“She’s getting better!” Ruben emphatically exclaimed, as he grasped his wife’s hand.
Dr. Les, the palliative care specialist meeting Cathy for the first time, asked, “Can I ask in what ways your wife is getting better?”
“Well, her cancer doctor says she’s getting better,” Ruben paused and slowly added, “The last CT scan showed the chemotherapy is working, and there are less spots.”
“So it sounds like her scans are improving,” Dr. Les paraphrased.
“What about Cathy’s strength and activities? Have they improved too?” Dr. Les asked.

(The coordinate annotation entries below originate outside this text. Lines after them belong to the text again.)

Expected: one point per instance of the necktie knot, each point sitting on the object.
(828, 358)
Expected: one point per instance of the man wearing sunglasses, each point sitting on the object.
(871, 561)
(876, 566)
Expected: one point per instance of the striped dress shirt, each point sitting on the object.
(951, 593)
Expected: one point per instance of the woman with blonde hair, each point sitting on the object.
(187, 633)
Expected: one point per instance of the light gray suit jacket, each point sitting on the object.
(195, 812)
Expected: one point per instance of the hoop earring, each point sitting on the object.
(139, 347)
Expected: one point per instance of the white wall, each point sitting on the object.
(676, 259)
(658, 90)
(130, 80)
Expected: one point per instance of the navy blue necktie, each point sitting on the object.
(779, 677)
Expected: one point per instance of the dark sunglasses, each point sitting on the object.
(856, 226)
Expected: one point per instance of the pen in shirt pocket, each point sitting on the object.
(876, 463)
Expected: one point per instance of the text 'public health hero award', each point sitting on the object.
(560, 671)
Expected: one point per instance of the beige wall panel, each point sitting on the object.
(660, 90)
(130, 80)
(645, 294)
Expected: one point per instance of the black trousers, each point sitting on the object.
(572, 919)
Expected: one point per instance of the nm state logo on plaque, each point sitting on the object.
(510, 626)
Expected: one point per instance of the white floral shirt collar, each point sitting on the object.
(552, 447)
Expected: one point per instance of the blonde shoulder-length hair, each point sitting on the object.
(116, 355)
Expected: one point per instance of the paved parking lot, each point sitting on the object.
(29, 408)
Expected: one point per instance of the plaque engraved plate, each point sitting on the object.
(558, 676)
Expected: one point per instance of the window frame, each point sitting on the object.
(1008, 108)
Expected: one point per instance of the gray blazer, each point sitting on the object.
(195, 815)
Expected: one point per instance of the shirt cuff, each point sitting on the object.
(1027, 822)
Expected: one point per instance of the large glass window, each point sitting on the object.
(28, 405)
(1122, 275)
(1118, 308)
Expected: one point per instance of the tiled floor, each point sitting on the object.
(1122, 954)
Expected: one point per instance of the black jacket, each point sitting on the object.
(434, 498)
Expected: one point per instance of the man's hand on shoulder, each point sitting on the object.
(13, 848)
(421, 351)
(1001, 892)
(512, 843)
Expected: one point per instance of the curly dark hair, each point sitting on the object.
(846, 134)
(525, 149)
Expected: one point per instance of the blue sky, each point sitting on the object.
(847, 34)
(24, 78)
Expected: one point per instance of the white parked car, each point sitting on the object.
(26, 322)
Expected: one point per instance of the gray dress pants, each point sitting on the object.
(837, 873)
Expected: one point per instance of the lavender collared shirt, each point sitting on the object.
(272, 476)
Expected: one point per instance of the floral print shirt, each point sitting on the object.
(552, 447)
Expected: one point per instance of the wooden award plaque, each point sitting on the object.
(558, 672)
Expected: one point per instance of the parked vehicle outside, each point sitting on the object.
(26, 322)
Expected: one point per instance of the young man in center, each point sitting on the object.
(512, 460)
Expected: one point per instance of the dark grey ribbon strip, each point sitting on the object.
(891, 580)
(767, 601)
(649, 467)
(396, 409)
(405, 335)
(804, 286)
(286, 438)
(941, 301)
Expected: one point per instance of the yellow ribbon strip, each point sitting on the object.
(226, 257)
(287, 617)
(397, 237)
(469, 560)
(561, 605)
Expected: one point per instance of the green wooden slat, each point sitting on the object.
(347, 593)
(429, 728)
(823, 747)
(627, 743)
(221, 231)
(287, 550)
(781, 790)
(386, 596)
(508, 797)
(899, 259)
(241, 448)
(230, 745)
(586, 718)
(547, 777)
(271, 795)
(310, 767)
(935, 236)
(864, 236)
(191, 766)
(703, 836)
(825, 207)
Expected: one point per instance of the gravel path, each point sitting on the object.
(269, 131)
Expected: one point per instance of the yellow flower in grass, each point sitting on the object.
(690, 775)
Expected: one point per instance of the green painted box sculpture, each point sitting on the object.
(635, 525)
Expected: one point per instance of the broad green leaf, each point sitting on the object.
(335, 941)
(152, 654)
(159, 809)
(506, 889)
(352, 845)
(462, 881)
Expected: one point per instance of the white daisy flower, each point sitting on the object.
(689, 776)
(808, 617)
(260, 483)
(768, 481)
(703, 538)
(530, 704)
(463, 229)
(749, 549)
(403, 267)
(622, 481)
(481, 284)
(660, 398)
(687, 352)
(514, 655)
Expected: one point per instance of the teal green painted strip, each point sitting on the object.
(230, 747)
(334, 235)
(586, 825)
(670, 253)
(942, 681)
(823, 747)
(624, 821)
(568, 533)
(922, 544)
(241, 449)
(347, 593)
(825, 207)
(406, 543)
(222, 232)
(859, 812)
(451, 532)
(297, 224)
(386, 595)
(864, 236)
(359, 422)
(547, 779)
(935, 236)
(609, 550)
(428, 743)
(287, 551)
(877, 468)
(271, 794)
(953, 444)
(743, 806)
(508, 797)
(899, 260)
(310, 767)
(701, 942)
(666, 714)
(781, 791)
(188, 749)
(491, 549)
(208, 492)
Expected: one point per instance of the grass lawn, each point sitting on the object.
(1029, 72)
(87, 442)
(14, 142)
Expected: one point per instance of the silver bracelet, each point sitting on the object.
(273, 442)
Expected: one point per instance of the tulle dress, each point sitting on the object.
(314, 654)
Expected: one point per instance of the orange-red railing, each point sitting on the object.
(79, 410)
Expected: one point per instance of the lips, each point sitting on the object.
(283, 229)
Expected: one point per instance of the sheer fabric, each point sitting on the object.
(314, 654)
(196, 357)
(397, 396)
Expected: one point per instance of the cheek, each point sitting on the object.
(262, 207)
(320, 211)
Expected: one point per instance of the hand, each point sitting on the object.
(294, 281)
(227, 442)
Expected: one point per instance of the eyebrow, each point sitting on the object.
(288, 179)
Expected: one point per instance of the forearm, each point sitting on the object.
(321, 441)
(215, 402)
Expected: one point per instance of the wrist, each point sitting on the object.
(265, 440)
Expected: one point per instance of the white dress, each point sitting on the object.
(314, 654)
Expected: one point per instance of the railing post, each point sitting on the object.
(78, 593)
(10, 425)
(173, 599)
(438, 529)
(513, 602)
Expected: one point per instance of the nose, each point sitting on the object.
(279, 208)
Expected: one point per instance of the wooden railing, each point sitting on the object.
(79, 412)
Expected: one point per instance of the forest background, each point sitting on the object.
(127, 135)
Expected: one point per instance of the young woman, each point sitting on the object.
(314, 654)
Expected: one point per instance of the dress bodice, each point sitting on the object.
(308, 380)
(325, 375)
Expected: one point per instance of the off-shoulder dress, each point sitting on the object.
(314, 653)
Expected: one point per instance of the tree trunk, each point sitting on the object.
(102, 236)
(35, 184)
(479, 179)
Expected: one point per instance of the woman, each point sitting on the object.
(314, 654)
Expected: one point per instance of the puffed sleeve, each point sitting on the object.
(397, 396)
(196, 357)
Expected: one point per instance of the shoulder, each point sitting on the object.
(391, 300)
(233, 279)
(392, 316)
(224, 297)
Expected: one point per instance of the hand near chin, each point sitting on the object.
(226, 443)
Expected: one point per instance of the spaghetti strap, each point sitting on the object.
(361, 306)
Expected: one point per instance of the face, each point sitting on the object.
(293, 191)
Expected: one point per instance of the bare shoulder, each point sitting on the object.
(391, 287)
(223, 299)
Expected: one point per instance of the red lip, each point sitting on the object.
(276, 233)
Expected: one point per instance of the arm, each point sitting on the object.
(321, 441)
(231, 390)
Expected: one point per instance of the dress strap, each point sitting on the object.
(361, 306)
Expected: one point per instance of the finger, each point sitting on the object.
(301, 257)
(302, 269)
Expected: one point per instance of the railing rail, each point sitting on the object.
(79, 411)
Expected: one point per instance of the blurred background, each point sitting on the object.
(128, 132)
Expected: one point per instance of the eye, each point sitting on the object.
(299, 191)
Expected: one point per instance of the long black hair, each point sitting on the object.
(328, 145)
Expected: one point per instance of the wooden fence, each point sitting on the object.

“Well... I guess not really,” Ruben considered his response, “She’s slowly gotten worse the past year. She mainly sits in her armchair and watches TV. Sometimes, she stares off into space. On days when she’s really tired, I have to help her stand up and help her eat. She’s lost 40 pounds.”
“So, it sounds like Cathy's activities and weight have decreased rather than increased as you might have hoped they would," Dr. Les said softly, "How about Cathy's quality of life? What do you think she enjoys these days?”
Ruben shook his head. “Nothing. She doesn’t have quality of life.”
Dr. Les waited to see if Ruben would elaborate. When Ruben remained silent, she said, “It sounds to me that when Cathy's cancer doctor says Cathy is getting better, she's looking at Cathy's scans rather than Cathy as a person. Does that sound about right to you?”
“Yes!” Ruben nodded, “That sounds about right. Cathy says she doesn’t want any more chemotherapy, but she doesn’t really understand what’s going on. The chemotherapy has affected her thinking, so I have to go with her to all the doctors’ appointments and make decisions for her. Honestly, I don’t know what to do. She’s doing worse, but the doctor says she's doing better...or at least, her scans are better. What should I do?”
When we see a disease – cancer, dementia, end stage kidney failure - changing our loved one and taking away their strength, their vibrancy, their alertness, we may want to do all we can to eradicate that disease.
We think, “If we get rid of that cancer / halt that dementia / fight for a kidney transplant, maybe this person I love will be more like the real them.” Many would likely attempt almost any medication that claimed to fight that disease.
Sometimes we become so focused on conquering a disease that we may lose sight of why we started disease-fighting treatments in the first place - to have as many "good" days as possible with loved ones, in whatever way a "good" day is defined (and "good" days to is often defined as days with increased strength and energy, increased alertness, increased activity, less pain and other uncomfortable symptoms, and overall a quality of life better than that on the day we started disease treatment).
As a palliative care physician (read Post 1: What Exactly Does a Palliative Care Specialist Do?), I often see patients whose prognosis is "the same with or without chemotherapy" adamant about continuing cancer therapy despite worsening fatigue and quality of life because eradicating the cancer on their CT scans and MRIs has been the primary goal for so long.
If they are given the opportunity to pause and step back to examine their quality of life, their values, their goals, and what's most important to them (read Post 54: Why Should I Care about My "Goals of Care?"), they may realize that they really do not want to "treat" the MRI anymore. They might say, "These medications and procedures for my disease [cancer, multiple sclerosis, liver failure, ____] are not getting me the quality of life that I want. At this stage in my life, I want to focus on comfort and maximize quality of life with my family and friends. I wonder how I can get that."
If strength, alertness, and appetite are worsening despite (or because of) disease-fighting treatments, and a person decides that they want to transition from "fighting" that disease that they see on CT scans or MRIs to primarily making the best of each day, they may realize that their goals are now more in line with those of the hospice philosophy (read Post 56: Debunking Common Myths about Hospice - Part 1 of 2 and Post 57: Debunking Common Myths about Hospice - Part 2 of 2). This realization may allow them to choose the type of medical care that no longer makes them feel "stuck on a merry go round of clinic and hospital."
No matter the medical condition or disease stage, an important part of advocating for the medical care best for you is to evaluate the realistic potential benefits, realistic potential burdens, and realistic potential risks of any major medical decision (read Post 16: Medical Decision Making 101), even if it pertains to “cutting edge” technology or the “latest” medication. And this evaluation may mean frankly examining whether you are seeing benefits, or your MRI.